Research Yields Innovation
Another advantage of farming in Wisconsin is the access to research and development through the University of Wisconsin.
“I probably wouldn’t still be farming were it not for the relationship our farm and our grower association (Wisconsin Potato and Vegetable Growers Association) has with the University of Wisconsin-Madison,” Diercks says. “We have the best and most extensive potato research team in North America, and we work cooperatively with them to grow food in the best and most efficient ways possible.”
Another resource for growers, the Peninsular Agricultural Research Station in Sturgeon Bay, serves as a field laboratory for vegetable research. The station is also home to the NRSP-6 US Potato Genebank, which maintains the world’s largest collection of wild and cultivated potato species.
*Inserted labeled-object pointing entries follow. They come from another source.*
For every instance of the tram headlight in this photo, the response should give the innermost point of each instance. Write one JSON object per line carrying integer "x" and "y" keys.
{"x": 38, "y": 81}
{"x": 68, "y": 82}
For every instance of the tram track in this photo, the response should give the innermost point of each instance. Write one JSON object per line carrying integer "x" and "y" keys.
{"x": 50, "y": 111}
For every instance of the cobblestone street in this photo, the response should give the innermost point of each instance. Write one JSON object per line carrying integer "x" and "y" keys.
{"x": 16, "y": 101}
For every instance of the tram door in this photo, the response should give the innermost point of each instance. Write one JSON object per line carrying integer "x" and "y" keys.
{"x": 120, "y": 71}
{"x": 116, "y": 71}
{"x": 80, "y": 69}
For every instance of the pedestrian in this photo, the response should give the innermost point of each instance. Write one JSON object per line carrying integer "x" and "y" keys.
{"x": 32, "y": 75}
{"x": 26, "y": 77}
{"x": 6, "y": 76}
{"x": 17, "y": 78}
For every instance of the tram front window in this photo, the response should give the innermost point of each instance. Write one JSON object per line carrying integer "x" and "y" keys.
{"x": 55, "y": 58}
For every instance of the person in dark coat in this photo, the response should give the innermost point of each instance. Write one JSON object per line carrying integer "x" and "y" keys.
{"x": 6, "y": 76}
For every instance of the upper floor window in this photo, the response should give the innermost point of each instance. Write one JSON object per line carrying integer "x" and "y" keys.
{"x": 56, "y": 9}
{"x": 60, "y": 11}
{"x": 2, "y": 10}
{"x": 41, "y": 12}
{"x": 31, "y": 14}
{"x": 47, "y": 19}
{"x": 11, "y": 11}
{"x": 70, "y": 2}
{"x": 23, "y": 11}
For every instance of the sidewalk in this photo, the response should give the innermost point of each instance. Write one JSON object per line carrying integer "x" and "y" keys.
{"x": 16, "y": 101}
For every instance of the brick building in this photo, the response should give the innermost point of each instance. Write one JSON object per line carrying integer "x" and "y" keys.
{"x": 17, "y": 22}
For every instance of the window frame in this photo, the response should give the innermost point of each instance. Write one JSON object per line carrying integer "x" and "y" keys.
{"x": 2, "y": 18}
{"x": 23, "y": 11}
The facility collects, classifies, evaluates and distributes some 5,000 samples of potato species.
The Wisconsin Institute for Sustainable Technology at the University of Wisconsin-Stevens Point works with the potato industry to help growers develop more sustainable farming practices.
“We educate our team on an ongoing basis, using the latest technology from UW-Madison
and other collaborators, public and private,” Okray says. “Miles of windbreaks, low-till projects, woodland enhancement, as well as collaboration with the Wisconsin Institute for Sustainable Technology at UWSP, are just a few of our ongoing projects. Growing more with less is the ultimate goal.”
Dierck says Wisconsin potato farmers understand the importance of sustainability.
“All the potato growers in Wisconsin are family farms, and we all want to provide our children and grandchildren the opportunity to care for our farms the way we have. We want them to have the tools and resources to make better choices than we can make now. That requires constantly working with other growers, researchers and partners, along with new technology and practices to grow food better,” he says.
The goal, he adds, is to grow food with zero impact on the environment, both on and around the farm, “because we have a responsibility to leave our little patch of Earth the same or better than when we started farming it.”